Former Post Office boss Paula Vennells has been accused of living in “la-la land” by a lawyer representing sub-postmasters.
Speaking at the inquiry into the Horizon scandal, Edward Henry grilled Ms Vennells on how much she knew about remote access to sub-postmasters’ computers.
He also pressed Ms Vennells on how fallout from the scandal could have upset the Royal Mail stock market flotation in 2013.
She said it would have done, but that she was not involved in the strategy around privatisation.
Friday was the third day that Ms Vennells gave evidence at the long-running inquiry into the Horizon scandal.
The question of remote access has been one of the themes of the inquiry.
The Post Office said in hundreds of wrongful prosecutions of sub-postmasters that they must have been to blame for money missing from accounts, which were calculated using the Horizon IT system.
Prosecutions between 1999 and 2015 meant some people went to prison, while many others were left financially ruined and lost their jobs, businesses and homes. Some died while waiting for justice.
In certain key cases, such as the landmark Bates vs Post Office in 2019, the organisation insisted that the Horizon software could not be accessed remotely by any other party.
But Mr Henry said that external lawyers acting for the Post Office knew about remote access earlier than that, during Ms Vennells time as chief executive between 2012 and 2019.
She denied knowledge, and said she did not think the board or the executive knew either.
Mr Henry said: “It is extraordinary, isn’t it, because Cartwright King, your external lawyers, know all about it, and yet you’re saying that you didn’t, the board didn’t – I mean, this is la-la land isn’t it?”
She said: “I don’t recall that at all from the time.

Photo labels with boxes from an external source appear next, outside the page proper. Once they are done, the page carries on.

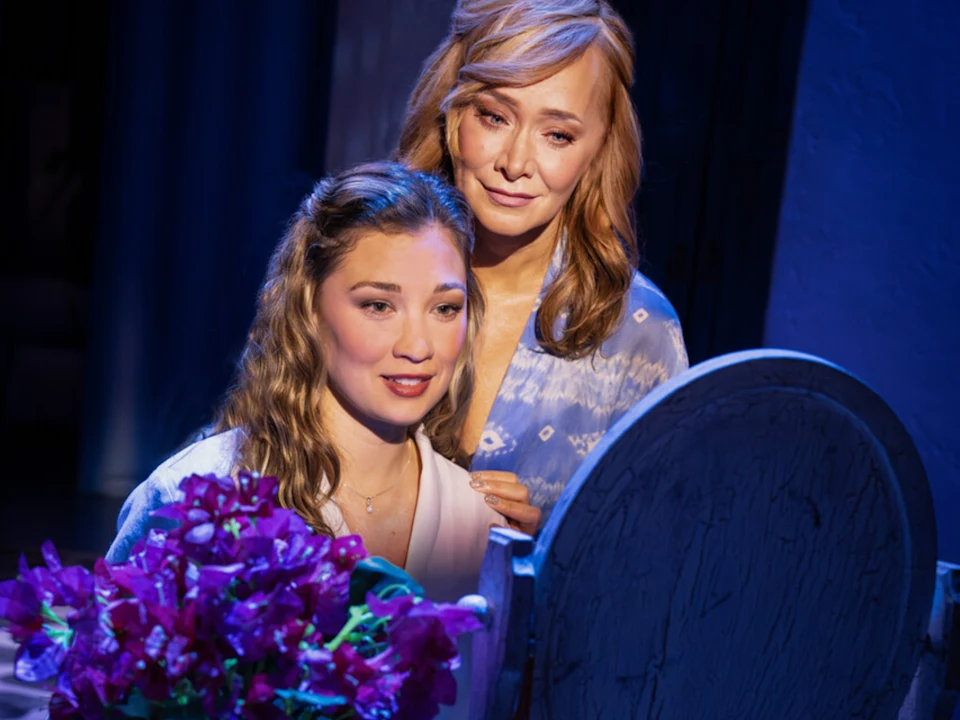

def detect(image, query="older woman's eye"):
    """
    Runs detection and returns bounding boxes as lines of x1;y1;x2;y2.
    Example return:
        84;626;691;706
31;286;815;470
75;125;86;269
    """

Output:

If our external lawyers were aware of that, and that was shared within the Post Office at the time, it is complately unacceptable.”
Ms Vennells also conceded that Horizon fallout would have upset the Royal Mail stock market flotation.

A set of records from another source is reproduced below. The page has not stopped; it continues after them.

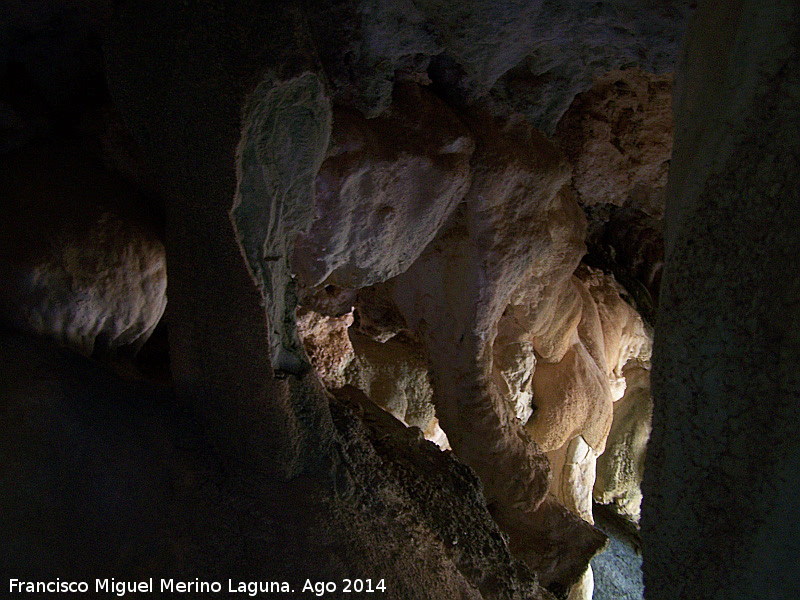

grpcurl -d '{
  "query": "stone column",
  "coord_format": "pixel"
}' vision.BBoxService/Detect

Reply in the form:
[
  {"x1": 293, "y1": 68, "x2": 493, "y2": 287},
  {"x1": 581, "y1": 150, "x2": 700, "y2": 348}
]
[{"x1": 642, "y1": 0, "x2": 800, "y2": 600}]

Mr Henry said: “If it were to be established that the Royal Mail group had wrongly prosecuted dozens, hundreds of sub-postmasters who might sue them, it would have threatened to disrupt the flotation in October 2013, wouldn’t it?”
“I’m sure that would have been the case,” Ms Vennells said.
It would also have posed a reputational and financial risk to the Royal Mail group because until 2012 they were the prosecuting authority, he said – “they were responsible for the legacy of prosecutions.”
“Yes, that’s correct,” she responded.
In July 2013, the government announced the Royal Mail privatisation, and forensic accountants Second Sight presented their interim report, “which was a bit of a bombshell” Mr Henry said, because it indicated Horizon bugs.
“It must have been staring you in the face that if you had a blow up concerning the Second Sight report, the prospect of criminal convictions would have been challenged, this would have been hugely embarrassing politically, and potentially damaging to the flotation?” Mr Henry said.
Ms Vennells responded, saying: “I don’t believe I was involved in any of those conversations. The two organisations were now working separately, I had no conversations about any strategy around the Royal Mail privatisation.”
Mr Henry pressed Ms Vennells, saying she “wanted to keep a lid on this because you wanted to please stakeholders – the Post Office board, government, Whitehall.”
He said Ms Vennells was “anxious to please” the Department for Business, Innovation and Skills (BIS) at the time.
The Post Office is 100% owned by the UK government.
“I had no role at all in relation to the privatisation, I had no conversations with BIS with regards to the privatisation,” she said.
“My concerns at this stage were only about the Post Office, and as the inquiry has seen there were many conversations at this time about how we might find a way through this. I don’t believe I made any connection between this and the Royal Mail privatisation at all,” she said.